We shall investigate links between the differential dynamic of closed manifolds and the symbolic dynamic of their fundamental group. Despite appearances, this is a talk about the arithmetic groups, and all the required notions of differential geometry will be carefully explained.

Let $A$ be a finite alphabet, and let $A^{\omega}$ be the set of semi-infinite words over $A$. An action of a group $G$ on $A^{\omega}$ is called $\it{similar}$ if for any $g\in G$, $a\in A$ there is $b\in A$ and $g_{a}\in G$ such that

$g\cdot (a\ast w) = b\ast g_{a}\cdot \omega$, for all $\omega\in A^{\omega}$,

where $\cdot$ is the symbol of the action and $\ast$ is the concatenation. The action is called $\it{minimal}$ if all orbits are dense (note that $A^{\omega} = \lim_{\leftarrow} A^{n}$ has a natural topology).
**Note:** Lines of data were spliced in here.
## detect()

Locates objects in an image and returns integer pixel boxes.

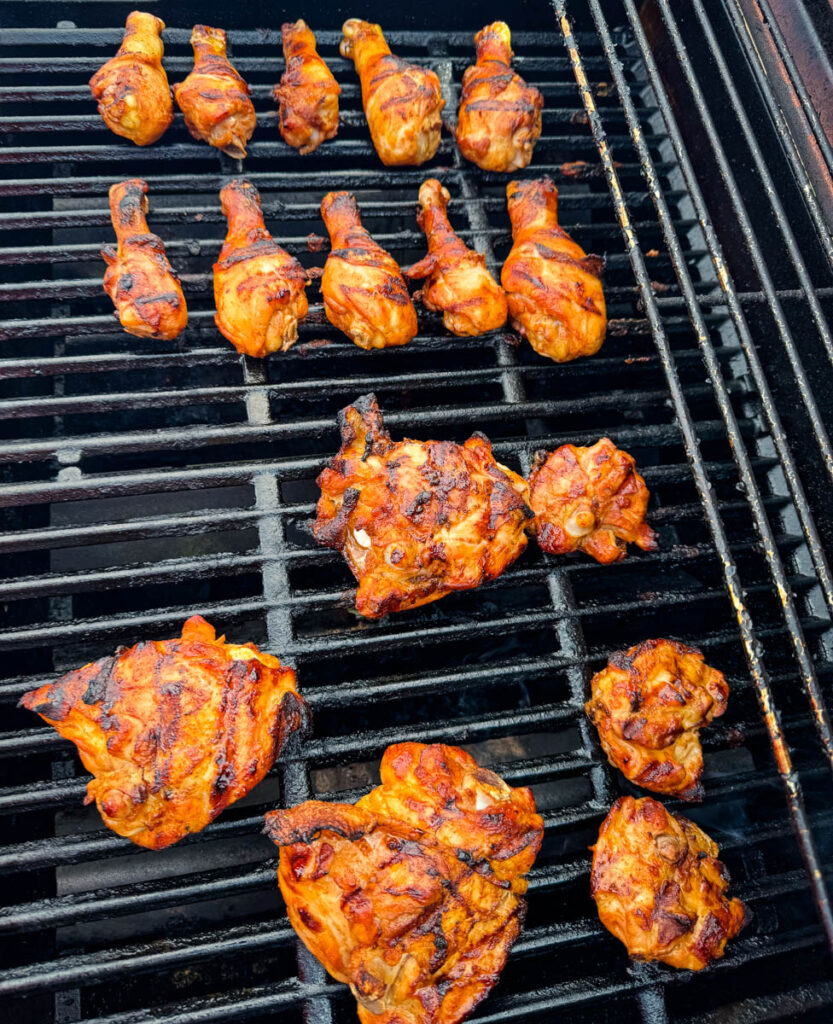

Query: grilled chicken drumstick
[406,178,507,335]
[90,10,173,145]
[265,743,543,1024]
[101,178,188,341]
[339,17,446,167]
[500,178,608,362]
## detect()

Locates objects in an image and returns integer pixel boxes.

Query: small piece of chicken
[339,17,446,167]
[590,797,747,971]
[173,25,255,160]
[584,640,728,800]
[321,193,418,348]
[313,394,532,618]
[530,437,657,565]
[457,22,544,171]
[20,615,305,850]
[90,10,173,145]
[101,178,188,341]
[265,743,543,1024]
[500,178,608,362]
[405,178,507,336]
[274,20,341,154]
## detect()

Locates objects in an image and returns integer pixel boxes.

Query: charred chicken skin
[501,178,608,362]
[457,22,544,171]
[214,179,307,357]
[590,797,746,971]
[20,615,304,850]
[101,178,188,341]
[406,178,507,335]
[173,25,255,159]
[90,10,173,145]
[585,640,728,800]
[339,17,446,167]
[266,743,543,1024]
[321,193,417,348]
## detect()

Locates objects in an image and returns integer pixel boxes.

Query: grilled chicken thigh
[406,178,507,335]
[20,615,304,850]
[265,743,543,1024]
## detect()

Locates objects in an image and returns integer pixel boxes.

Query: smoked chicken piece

Recall that a diffeomorphism $\theta$ of a closed manifold $M$ is called Anosov if there is a $d\theta-invariant$ decomposition $TE = E_{u}\oplus E_{s}$ such that $d\theta|_{E_{s}}$ and $d\theta^{-1}|_{E_{u}}$ are contracting, with respect to some riemannian metric.

One of our two conjectures involves a closed manifold $M$ endowed with an Anosov diffeomorphism.

$Conjecture.$ There exists a minimal, free and self-similar action of $\pi1(M)$ on $A^{\omega}$ for some finite alphabet $A$.

$Theorem.$ Let $\overset{\sim}{M}$ be the universal cover of $M$. Assume that

(i) $\pi(M)$ is torsion free and virtually nilpotent,

(ii) $H\ast(\overset{\sim}{M}, \mathbb{R})$ is finite dimensional.

Then the conjecture holds for $M$.

This implies that our conjecture is a corollary of the classical Anosov-Smale conjecture. A second set of conjecture/result involves manifolds with an affine structure, in the spirit of Milnor's conjecture.